There's been a lot of talk lately about the new backscatter scanners at airports that take a "naked" image of the passenger, and how airports have now instituted newer and more invasive
patdowns for those who refuse to go through the scans. Many feel that both of these practices goes way too far
. A whole bunch of folks have now been submitting the story of one guy who refused to go through the backscatter scanner, and then told the TSA (in a slightly crude manner) that he would not consent to having his groin groped
. Specifically, he warned the officer, "if you touch my junk, I'll have you arrested." This, of course, led to supervisors and supervisors and various reports being written up before he was escorted out of the screening area and told he would not be able to fly.
Of course, we've seen similar stories before. But where this one got even odder is that after he went to the ticket counter and was able to get his ticket refunded (even though it was a non-refundable ticket), he was approached by a man in a suit and two of the people who had both detained him in the security area and escorted him out of it -- and told that he could not leave the airport until he submitted to the invasive screening
. If he tried to leave, he was told he would be sued and could face fines of $10,000:
At this point, I thought it was all over. I began to make my way to the stairs to exit the airport, when I was approached by another man in slacks and a sport coat. He was accompanied by the officer that had escorted me to the ticketing area and Mr. Silva. He informed me that I could not leave the airport. He said that once I start the screening in the secure area, I could not leave until it was completed. Having left the area, he stated, I would be subject to a civil suit and a $10,000 fine. I asked him if he was also going to fine the 6 TSA agents and the local police officer who escorted me from the secure area. After all, I did exactly what I was told. He said that they didn't know the rules, and that he would deal with them later. They would not be subject to civil penalties. I then pointed to Mr. Silva and asked if he would be subject to any penalties. He is the agents' supervisor, and he directed them to escort me out. The man informed me that Mr. Silva was new and he would not be subject to penalties, either. He again asserted the necessity that I return to the screening area. When I asked why, he explained that I may have an incendiary device and whether or not that was true needed to be determined. I told him that I would submit to a walk through the metal detector, but that was it; I would not be groped.

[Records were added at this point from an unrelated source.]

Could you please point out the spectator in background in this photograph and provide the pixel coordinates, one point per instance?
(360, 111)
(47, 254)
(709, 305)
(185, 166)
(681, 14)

With groups like EPIC and the ACLU fighting these machines, I'm guessing the guy has already been contacted by them and other such groups. The idea that buying a ticket and entering the screening area means you've agreed, no matter what -- even if you decide not to fly -- to go through an invasive screening process, seems like a pretty radical reading of the 4th Amendment that I'm sure some civil liberties groups would happily challenge.
You can listen to the audio of most of the encounter at the link above (there's video too, but it's mostly of the ceiling). Some have questioned why he was filming, and if he had set this up with a plan to get into a confrontation all along. You can see his explanation here
which makes sense. He claims that he had checked online prior to flying and the TSA's website had said that San Diego Airport did not
have the backscatter scanners, which is why he agreed to fly through there. Then, when he got to the security area, he chose a line that was a traditional metal scanner, rather than the backscatter lines. The person in front of him was told to go to the backscatter scanner, and after refusing he realized they might ask him to go instead, so he then turned on his camera, since he'd heard of numerous other incidents, and wanted a recording just in case. Throughout the experience he points out that 80% of the passengers are just going through the traditional metal detector, and he'd be fine if he could just use that same process, but they won't allow it.
It seems pretty clear that these new invasive scans and pat downs are going to end up in the courts. From my perspective, they certainly seem to go way beyond the "reasonable" standard, but who knows what the courts will say. That said, in this case, the security officials went way beyond even that level, by threatening to sue the guy for not consenting to go through with it, even after
he had said he would no longer be flying.